# Patrick: I Cried After Obama's Election



## kwflatbed (Dec 29, 2004)

*He cried because he didn't get the job he wanted in DC*

*







*

*BOSTON -- *Gov. Deval Patrick is heading to Washington for Barack Obama's inauguration, where he'll serve as chairman of a dinner Monday for Republican John McCain and attend a concert on the Mall.

Patrick said Thursday he would use the two hours between his arrival at the Capitol on Tuesday and the beginning of the inauguration to lobby a captive audience of congressmen for state aid as part of a federal stimulus bill.

The governor said he expects to be as emotional at the inauguration as he was the morning after the country's first African-American president was elected. The Democrat said he sobbed that day and was overwhelmed at the achievement and the worldwide outpouring of affection he saw.

http://www.thebostonchannel.com/politics/18488884/detail.html


----------



## 7costanza (Aug 29, 2006)

> The Democrat said he sobbed that day


One day....I havnt stopped crying since that day.


----------



## Johnny Law (Aug 8, 2008)

Ghey!


----------



## Guest (Jan 15, 2009)

Yeah.....I cried too.


----------



## firefighter39 (Apr 10, 2006)

Hopefully the whole nation won't be crying, but I feel we are in for some bad times ahead


----------



## jettsixx (Dec 10, 2005)

I know of someone else that hasnt stopped crying:


----------



## KozmoKramer (Apr 25, 2004)

> The Democrat said he sobbed that day


That's funny, many of us sobbed after your election win Gov. Erkel.


----------



## CJIS (Mar 12, 2005)

I cried after the election too! Then I threw a five minute tantrum.


----------



## dcs2244 (Jan 29, 2004)

KozmoKramer said:


> That's funny, many of us sobbed after your election win Gov. Erkel.
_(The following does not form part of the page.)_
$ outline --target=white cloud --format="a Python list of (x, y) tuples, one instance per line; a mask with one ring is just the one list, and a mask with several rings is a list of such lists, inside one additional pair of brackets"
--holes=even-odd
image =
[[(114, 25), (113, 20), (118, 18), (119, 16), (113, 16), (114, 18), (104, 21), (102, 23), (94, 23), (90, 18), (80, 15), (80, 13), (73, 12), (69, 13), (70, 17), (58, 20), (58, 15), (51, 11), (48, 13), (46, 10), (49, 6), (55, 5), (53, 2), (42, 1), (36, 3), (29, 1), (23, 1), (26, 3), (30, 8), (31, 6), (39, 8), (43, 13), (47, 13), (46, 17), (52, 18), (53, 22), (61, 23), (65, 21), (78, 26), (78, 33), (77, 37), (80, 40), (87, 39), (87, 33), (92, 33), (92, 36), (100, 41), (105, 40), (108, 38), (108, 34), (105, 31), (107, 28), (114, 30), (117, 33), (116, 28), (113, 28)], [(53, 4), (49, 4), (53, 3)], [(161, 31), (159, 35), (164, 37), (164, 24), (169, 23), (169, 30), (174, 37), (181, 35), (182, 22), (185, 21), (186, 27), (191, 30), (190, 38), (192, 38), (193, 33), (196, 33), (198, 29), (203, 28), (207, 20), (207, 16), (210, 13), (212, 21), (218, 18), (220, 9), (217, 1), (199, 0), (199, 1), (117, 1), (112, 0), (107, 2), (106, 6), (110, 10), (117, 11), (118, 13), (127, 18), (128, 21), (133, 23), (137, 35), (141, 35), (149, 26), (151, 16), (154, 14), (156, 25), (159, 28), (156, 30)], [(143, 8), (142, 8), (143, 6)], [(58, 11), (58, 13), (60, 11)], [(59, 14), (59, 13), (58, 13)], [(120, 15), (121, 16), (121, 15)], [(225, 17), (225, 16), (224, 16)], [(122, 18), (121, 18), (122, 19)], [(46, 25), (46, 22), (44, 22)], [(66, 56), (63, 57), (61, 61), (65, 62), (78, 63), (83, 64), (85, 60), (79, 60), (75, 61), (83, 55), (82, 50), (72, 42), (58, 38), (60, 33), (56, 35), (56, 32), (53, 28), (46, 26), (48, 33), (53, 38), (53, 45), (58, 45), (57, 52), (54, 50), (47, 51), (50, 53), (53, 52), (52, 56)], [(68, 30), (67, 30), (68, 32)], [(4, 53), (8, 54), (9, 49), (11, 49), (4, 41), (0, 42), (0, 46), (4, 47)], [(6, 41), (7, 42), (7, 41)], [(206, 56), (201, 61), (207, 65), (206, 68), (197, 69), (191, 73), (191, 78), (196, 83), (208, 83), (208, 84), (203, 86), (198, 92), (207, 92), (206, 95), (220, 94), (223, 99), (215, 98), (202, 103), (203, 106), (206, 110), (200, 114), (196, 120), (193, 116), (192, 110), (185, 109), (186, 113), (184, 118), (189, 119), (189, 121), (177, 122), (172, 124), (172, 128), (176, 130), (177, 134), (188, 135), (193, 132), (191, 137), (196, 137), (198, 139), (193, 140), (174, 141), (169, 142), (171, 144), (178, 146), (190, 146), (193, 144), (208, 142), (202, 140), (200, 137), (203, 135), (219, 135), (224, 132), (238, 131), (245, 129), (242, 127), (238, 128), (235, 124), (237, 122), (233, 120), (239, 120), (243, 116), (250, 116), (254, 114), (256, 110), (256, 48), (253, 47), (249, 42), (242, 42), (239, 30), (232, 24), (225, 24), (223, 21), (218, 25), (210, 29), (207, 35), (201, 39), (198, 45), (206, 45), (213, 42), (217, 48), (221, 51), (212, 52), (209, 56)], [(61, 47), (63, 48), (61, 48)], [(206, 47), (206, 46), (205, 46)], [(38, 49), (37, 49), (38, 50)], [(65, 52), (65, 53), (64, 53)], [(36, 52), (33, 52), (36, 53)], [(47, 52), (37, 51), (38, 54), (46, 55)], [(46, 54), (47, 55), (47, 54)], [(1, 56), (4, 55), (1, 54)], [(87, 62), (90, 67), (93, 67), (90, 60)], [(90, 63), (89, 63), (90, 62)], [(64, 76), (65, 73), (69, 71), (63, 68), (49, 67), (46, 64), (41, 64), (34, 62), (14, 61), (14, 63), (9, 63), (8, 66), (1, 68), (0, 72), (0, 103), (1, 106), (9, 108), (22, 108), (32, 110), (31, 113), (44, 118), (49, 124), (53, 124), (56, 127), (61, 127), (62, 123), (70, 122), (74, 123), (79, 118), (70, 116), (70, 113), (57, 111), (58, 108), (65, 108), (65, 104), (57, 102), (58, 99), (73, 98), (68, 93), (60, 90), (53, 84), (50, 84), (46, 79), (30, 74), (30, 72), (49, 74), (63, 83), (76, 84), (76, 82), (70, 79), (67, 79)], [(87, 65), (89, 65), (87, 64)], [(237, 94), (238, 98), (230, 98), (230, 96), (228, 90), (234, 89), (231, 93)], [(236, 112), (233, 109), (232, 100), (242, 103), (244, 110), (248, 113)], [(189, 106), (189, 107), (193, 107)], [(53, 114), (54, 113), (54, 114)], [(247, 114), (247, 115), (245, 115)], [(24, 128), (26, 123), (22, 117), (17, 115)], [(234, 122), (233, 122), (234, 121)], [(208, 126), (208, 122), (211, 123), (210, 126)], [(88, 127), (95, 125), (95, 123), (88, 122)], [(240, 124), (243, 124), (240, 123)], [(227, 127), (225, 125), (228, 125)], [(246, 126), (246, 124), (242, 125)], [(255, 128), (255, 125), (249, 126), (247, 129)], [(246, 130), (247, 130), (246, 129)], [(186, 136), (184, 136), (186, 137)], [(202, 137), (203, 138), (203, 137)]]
That's "Your Excellency Erkel" to you, Koz...


----------



## OfficerObie59 (Sep 14, 2007)

Speaking of His Exellency, anyone know who the front runners are to oppose him in 2010? I hope the MA Republican party pulls their head out of their ass on this one and gives us a decent candidate.


----------



## dcs2244 (Jan 29, 2004)

OfficerObie59 said:


> Speaking of His Exellency, anyone know who the front runners are to oppose him in 2010? I hope the MA Republican party pulls their head out of their ass on this one and gives us a decent candidate.
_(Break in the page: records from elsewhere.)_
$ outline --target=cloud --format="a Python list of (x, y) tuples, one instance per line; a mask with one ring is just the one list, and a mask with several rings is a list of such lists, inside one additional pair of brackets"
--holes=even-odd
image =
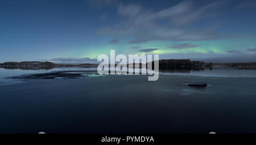
[(169, 45), (168, 47), (173, 49), (185, 49), (185, 48), (195, 48), (199, 46), (199, 45), (197, 44), (193, 44), (191, 43), (186, 43), (174, 44)]
[(157, 48), (149, 48), (149, 49), (141, 49), (141, 50), (139, 50), (139, 51), (140, 51), (140, 52), (148, 52), (156, 51), (156, 50), (158, 50), (158, 49), (157, 49)]
[(98, 64), (97, 59), (91, 59), (88, 57), (85, 58), (72, 58), (72, 57), (59, 57), (53, 58), (47, 61), (51, 61), (55, 63), (60, 64)]
[(231, 51), (226, 51), (226, 52), (229, 53), (236, 53), (236, 54), (241, 54), (241, 53), (243, 53), (243, 52), (242, 51), (233, 51), (233, 50), (231, 50)]
[(131, 47), (130, 48), (132, 49), (138, 49), (138, 48), (141, 48), (141, 47), (138, 47), (138, 46), (134, 46), (134, 47)]
[(223, 38), (217, 32), (216, 26), (204, 28), (191, 28), (189, 24), (202, 19), (210, 18), (218, 13), (224, 5), (217, 1), (200, 7), (191, 1), (159, 11), (144, 10), (134, 4), (120, 5), (118, 14), (122, 20), (113, 27), (98, 31), (104, 35), (119, 38), (133, 38), (130, 43), (140, 43), (155, 40), (193, 41)]
[(247, 52), (256, 52), (256, 48), (246, 49), (246, 51)]
[(119, 40), (120, 40), (119, 39), (113, 39), (113, 40), (109, 42), (109, 44), (118, 44), (118, 43), (119, 43)]

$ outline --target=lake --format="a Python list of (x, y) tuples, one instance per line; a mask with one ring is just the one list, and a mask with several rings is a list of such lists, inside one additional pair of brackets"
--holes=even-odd
[[(13, 79), (50, 70), (0, 68), (0, 133), (256, 133), (256, 70)], [(205, 82), (207, 87), (187, 84)]]

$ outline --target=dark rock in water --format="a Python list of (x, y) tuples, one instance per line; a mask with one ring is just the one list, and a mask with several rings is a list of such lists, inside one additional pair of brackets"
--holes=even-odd
[(204, 82), (197, 82), (189, 84), (188, 86), (207, 86), (207, 84)]

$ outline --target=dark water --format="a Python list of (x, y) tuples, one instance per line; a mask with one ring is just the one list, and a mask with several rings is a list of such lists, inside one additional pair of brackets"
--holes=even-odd
[[(256, 133), (256, 77), (242, 71), (20, 80), (0, 86), (0, 133)], [(197, 81), (209, 86), (186, 85)]]

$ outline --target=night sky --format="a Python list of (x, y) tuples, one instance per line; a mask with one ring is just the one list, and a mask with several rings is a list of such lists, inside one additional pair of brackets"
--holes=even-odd
[(101, 54), (256, 61), (256, 1), (0, 1), (0, 63)]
Obie, Hope in one hand and sh*t in the other: see which fills first!


----------



## Guest (Jan 15, 2009)

dcs2244 said:


> Obie, Hope in one hand and sh*t in the other: see which fills first!


HAHAHAHAHAHAHAHAHAHAH:jump:


----------



## rg1283 (Sep 14, 2005)

I got so pissed, that they called a psych code on me.


----------



## DJM1968 (Oct 12, 2007)

OfficerObie59 said:


> Speaking of His Exellency, anyone know who the front runners are to oppose him in 2010? I hope the MA Republican party pulls their head out of their ass on this one and gives us a decent candidate.


Given the squabbling over the Minority Leadership, and the formation of the "Gang of Seven", I wouldn't hold my breath. 

Deval's "sobbing" sounds as bad as Chris Matthews' "tingle running up the leg".


----------



## dcs2244 (Jan 29, 2004)

Wolfman said:


> He's just crying because he wanted the nametag that said "A.G.", not "Maitre'D".
> 
> Must have pissed someone off though, gave Oh-Ba-Ma all his best campaign lines and winds up hosting a dinner for the competition. Maybe the new administration is hoping he'll screw up the meal as bad as he screwed up Massachusetts.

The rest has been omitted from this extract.